As gravadoras inventaram essas coletâneas, e a gente é que paga o pato. Coisas da indústria fonográfica.

Não há nada mais ingrato do que isto: misturar, num só disco, de modo completamente irresponsável e aleatório, canções de um compositor qualquer. E querer que faça algum sentido.

Estou falando como ouvinte, até para não entrar em tônicas mais – digamos - estridentes. O pobre desavisado que, como eu, ganha uma coletânea de Natal, acaba pondo o presentinho na vitrola e se deparando com a própria vida, esquartejada, de cabeça para baixo, bagunçada, ininteligível e sonorizada. É o fim.

Depois de uma certa idade, há que se ter alguma cautela com o passado. Gravadoras ignoram isso, mas ocorre que a história de uma pessoa não se resume a um fichário em ordem alfabética. Aliás, se há alguma ordem na vida, trata-se dessa desgraça da cronologia, que pinta o cabelo dos outros de branco e sai – literalmente – correndo por aí.

Nem me refiro ao compositor esquartejado; falemos de arte e artistas noutra oportunidade. Se me permite o egocentrismo, refiro-me ao meu querido umbigo, coitado, que já viveu algumas décadas, arrepiou-se com várias canções, emocionou-se com os saxofones da vida, chorou junto com centenas de sanfonas, pulsou contrabaixos, bateu tambores, nasceu nas introduções e morreu nos últimos acordes – tudo na ordem da tal cronologia, como manda o figurino.

Meu velho umbigo não acha justo, portanto, que alguma imperatriz fonográfica venha obrigá-lo, a essa altura do campeonato, a sentar-se em frente a um aparelho de som e sentir nas entranhas todas as emoções vividas ate então - completamente fora de ordem e contexto. Cadê justiça?

Um disco de coletânea, perdoem o meu exagero (eu tenho sotaque de Júpiter), é um passaporte carimbado para o enfarte de um amante da música. Digamos que a primeira canção traga uma doce lembrança - a do casamento. Primeiro, que o sujeito não se vê casando: ele se ouve. Três minutos depois da trilha do casamento, a criatura se depara com o tema que lhe remete ao motivo do divórcio. Assim, no seco! Não há coração que resista.

O Ministério da Saúde deveria criar um selo de advertência e obrigar as gravadoras a divulgarem os possíveis riscos de se ouvir uma coletânea. Eu não recomendaria a gestantes e cardíacos.

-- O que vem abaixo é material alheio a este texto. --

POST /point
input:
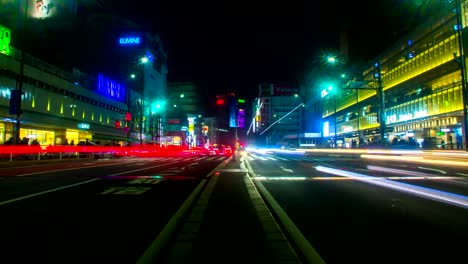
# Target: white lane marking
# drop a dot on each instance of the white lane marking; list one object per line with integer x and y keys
{"x": 432, "y": 194}
{"x": 44, "y": 192}
{"x": 431, "y": 169}
{"x": 76, "y": 184}
{"x": 74, "y": 168}
{"x": 286, "y": 170}
{"x": 398, "y": 171}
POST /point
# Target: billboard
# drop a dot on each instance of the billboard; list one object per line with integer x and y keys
{"x": 44, "y": 9}
{"x": 5, "y": 38}
{"x": 12, "y": 11}
{"x": 110, "y": 88}
{"x": 284, "y": 90}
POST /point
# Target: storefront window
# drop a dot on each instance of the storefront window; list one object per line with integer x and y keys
{"x": 43, "y": 137}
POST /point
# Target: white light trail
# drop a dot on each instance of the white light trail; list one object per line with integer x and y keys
{"x": 436, "y": 195}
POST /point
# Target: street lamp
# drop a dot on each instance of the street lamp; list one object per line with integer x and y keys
{"x": 462, "y": 63}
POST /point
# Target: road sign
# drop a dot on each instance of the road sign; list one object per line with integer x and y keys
{"x": 356, "y": 84}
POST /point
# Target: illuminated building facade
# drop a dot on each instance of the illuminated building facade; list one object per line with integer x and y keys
{"x": 423, "y": 93}
{"x": 59, "y": 107}
{"x": 277, "y": 117}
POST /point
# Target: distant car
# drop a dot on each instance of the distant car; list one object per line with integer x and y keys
{"x": 227, "y": 151}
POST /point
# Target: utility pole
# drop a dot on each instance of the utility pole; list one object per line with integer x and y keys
{"x": 463, "y": 72}
{"x": 382, "y": 115}
{"x": 19, "y": 93}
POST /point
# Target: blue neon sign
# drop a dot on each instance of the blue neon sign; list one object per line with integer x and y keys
{"x": 110, "y": 88}
{"x": 130, "y": 41}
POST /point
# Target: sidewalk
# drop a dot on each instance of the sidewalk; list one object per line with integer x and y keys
{"x": 229, "y": 223}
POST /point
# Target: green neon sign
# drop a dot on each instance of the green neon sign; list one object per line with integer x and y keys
{"x": 5, "y": 37}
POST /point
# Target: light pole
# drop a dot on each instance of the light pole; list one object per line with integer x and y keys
{"x": 381, "y": 94}
{"x": 19, "y": 92}
{"x": 462, "y": 63}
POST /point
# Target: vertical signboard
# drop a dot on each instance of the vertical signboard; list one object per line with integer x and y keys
{"x": 5, "y": 37}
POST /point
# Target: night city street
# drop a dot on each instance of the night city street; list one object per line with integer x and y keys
{"x": 232, "y": 132}
{"x": 123, "y": 204}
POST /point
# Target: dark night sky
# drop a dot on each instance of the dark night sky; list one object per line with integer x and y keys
{"x": 233, "y": 45}
{"x": 229, "y": 45}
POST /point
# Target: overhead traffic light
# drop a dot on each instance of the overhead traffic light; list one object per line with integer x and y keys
{"x": 128, "y": 116}
{"x": 15, "y": 103}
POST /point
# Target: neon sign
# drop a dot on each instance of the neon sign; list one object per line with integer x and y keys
{"x": 83, "y": 126}
{"x": 110, "y": 88}
{"x": 129, "y": 41}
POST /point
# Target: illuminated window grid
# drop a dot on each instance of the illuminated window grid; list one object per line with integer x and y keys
{"x": 427, "y": 60}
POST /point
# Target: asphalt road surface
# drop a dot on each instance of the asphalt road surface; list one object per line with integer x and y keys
{"x": 104, "y": 211}
{"x": 350, "y": 218}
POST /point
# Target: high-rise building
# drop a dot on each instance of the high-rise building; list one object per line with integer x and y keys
{"x": 424, "y": 93}
{"x": 277, "y": 116}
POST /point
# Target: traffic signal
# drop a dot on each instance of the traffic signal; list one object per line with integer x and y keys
{"x": 15, "y": 103}
{"x": 128, "y": 116}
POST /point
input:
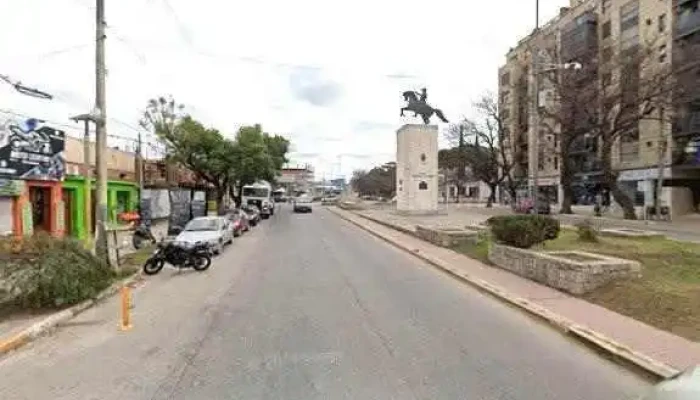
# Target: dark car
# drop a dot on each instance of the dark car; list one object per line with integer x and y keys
{"x": 239, "y": 222}
{"x": 303, "y": 204}
{"x": 252, "y": 213}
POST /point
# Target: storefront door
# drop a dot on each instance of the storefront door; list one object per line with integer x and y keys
{"x": 68, "y": 202}
{"x": 39, "y": 197}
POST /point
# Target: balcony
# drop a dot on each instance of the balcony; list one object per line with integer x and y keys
{"x": 688, "y": 19}
{"x": 687, "y": 126}
{"x": 686, "y": 151}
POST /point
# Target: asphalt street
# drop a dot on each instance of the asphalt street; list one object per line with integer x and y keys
{"x": 308, "y": 306}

Além disso, seria interessante que as coletâneas viessem com uma bula, contendo informações necessárias, como posologia (adultos e crianças) e contra-indicações. Já que não há encarte com as letras, então que haja algum texto relevante no interior do produto.

Tudo bem, pode ser que eu esteja fantasiando, e que nada disso faça sentido.

Nesse caso, tanto melhor – porque as coletâneas também não fazem.